The current rift between the US and Europe, therefore, threatens not only traditional transatlantic ties but also the entire system of international institutions and law. In that respect, the Euro-American conflict marks the beginning of a true revolution in international relations, whose final outcome is at this point still unclear.
Although the growing strain in US-European relations has deeper causes than just political alienation between a majority of European states and one particular US administration, it is, at the same time, clear that transatlantic relations could significantly improve if a new US administration, or the reelected current administration, made a real attempt to make European countries feel the US is sincerely interested in their cooperation. At the same time, those European nations that have been most critical of US actions in the past few years would need to make a real effort to meet the Americans half way.
At the same time, France and Germany, in particular, would need to abandon their ambitions to build a united Europe as a competitor to the US in the areas of foreign and security policies.
At any rate, any attempt of those and other European nations to supplant NATO with a genuine European defense system would not be approved by most countries in „new Europe“ as well as Great Britain. Therefore, any such attempt could ultimately threaten the very unity of „united Europe“.
A recent Marshall German Fund survey showed that while a majority of Europeans insist on following the international law and reject bypassing the United Nations, growing numbers of them are critical of the impotence of the UN and a lack of flexibility of the international law, which makes war with terrorism very difficult.
It seems that the US and European nations could find some common ground around this issue. Europe and the US should, therefore, jointly initiate a global debate about the necessary reforms of the international law and major international institutions, the UN in particular.
The structure of the UN Security Council is a relict of post-WW2 situation and does not reflect the current division of power in the world. Moreover, the work of the organization is hampered by the fact that undemocratic regimes, whose political representatives have no or little legitimacy to speak on behalf of their nations, have a large degree of influence in UN decision-making processes. Finally, the very process of reaching decisions in times of crises is very cumbersome and slow.

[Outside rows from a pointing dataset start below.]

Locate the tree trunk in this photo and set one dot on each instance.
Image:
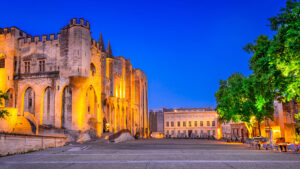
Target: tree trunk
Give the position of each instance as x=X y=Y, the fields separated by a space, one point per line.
x=259 y=131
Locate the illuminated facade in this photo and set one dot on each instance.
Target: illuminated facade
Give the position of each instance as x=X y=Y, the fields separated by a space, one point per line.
x=283 y=125
x=194 y=122
x=70 y=81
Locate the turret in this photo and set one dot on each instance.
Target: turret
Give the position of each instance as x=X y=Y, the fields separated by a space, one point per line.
x=109 y=51
x=75 y=44
x=101 y=43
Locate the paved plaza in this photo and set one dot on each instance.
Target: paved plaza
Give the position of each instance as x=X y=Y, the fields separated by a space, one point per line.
x=165 y=153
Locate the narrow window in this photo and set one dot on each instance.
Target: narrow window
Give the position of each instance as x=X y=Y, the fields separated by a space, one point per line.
x=2 y=63
x=42 y=65
x=27 y=66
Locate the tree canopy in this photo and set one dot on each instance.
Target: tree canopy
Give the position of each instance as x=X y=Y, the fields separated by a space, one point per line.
x=3 y=96
x=275 y=63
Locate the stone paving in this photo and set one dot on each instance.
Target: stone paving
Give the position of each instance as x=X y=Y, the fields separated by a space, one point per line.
x=151 y=153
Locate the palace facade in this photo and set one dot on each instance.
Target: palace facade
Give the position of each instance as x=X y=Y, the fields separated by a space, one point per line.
x=70 y=81
x=191 y=123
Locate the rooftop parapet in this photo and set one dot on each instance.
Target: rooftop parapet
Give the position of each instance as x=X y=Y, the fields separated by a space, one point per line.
x=206 y=109
x=80 y=22
x=13 y=30
x=39 y=39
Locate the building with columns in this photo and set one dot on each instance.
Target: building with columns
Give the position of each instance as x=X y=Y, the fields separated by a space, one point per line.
x=193 y=122
x=70 y=81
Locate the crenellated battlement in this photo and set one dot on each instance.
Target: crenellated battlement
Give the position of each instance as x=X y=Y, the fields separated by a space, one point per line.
x=13 y=31
x=95 y=44
x=79 y=22
x=39 y=39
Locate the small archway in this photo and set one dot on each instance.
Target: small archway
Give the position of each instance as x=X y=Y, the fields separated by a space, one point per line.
x=91 y=102
x=10 y=101
x=48 y=106
x=29 y=101
x=92 y=69
x=91 y=108
x=66 y=115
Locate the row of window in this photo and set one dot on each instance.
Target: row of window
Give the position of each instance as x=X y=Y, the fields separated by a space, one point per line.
x=190 y=123
x=195 y=132
x=41 y=66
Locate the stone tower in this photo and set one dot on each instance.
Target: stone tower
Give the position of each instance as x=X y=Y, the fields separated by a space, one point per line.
x=75 y=46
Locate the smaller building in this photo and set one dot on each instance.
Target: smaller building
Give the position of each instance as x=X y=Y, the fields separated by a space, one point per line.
x=235 y=131
x=156 y=120
x=191 y=123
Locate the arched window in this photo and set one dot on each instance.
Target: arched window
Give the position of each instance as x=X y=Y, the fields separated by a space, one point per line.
x=29 y=100
x=2 y=60
x=93 y=69
x=66 y=117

The international law, as it stands now, is also a relict of sorts. It was created to govern relations among states, who, in most cases, could be considered rational actors. New threats come, however, from non-state actors, who either ignore the international order or even use its shortcoming to their advantage.

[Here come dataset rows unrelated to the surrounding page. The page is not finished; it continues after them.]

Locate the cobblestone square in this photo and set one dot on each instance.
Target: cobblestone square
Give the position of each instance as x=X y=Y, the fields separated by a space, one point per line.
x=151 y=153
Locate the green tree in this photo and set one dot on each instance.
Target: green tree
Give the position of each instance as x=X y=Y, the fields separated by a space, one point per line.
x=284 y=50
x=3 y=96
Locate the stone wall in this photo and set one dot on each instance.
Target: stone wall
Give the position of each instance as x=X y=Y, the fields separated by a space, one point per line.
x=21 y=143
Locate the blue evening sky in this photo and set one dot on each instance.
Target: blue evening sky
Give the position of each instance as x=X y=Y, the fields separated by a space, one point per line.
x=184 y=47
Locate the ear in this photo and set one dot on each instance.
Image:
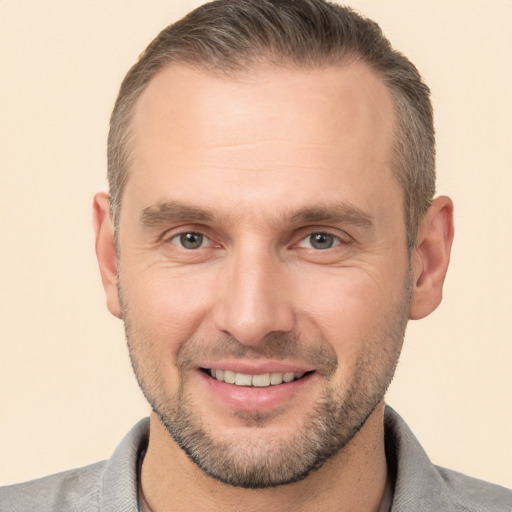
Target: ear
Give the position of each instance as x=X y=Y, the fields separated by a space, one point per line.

The US and Europe could renew the sense of community if they were able to work together on the needed reforms of the international law and institutions. At the same time, they should jointly formulate a clear doctrine of fighting international terrorism.
What is needed most is a clearer definition of the enemy and measures that can be taken to counter such an enemy. In other words, the US and Europe need to set clear criteria that would be used to determine whether a particular state could be considered an accomplice of international terrorist networks-either because it actively cooperates with terrorists or because it does not control its territory in a way that prevents terrorists from using it as their base. It should determine whether and, if so, under what conditions, a preventive (or preemptive) military strike against terrorist bases located on the territory of other states, or strikes against such states, are permissible.
At the same time, we need clearer criteria for dealing with undemocratic regimes that develop weapons of mass destruction and could potentially pass such weapons onto terrorist groups.
Such initiatives can be successful, however, if they represent joint efforts of the US, Europe, and possibly other nations. They could also serve as good foundations for mending some of the current rifts in the transatlantic community.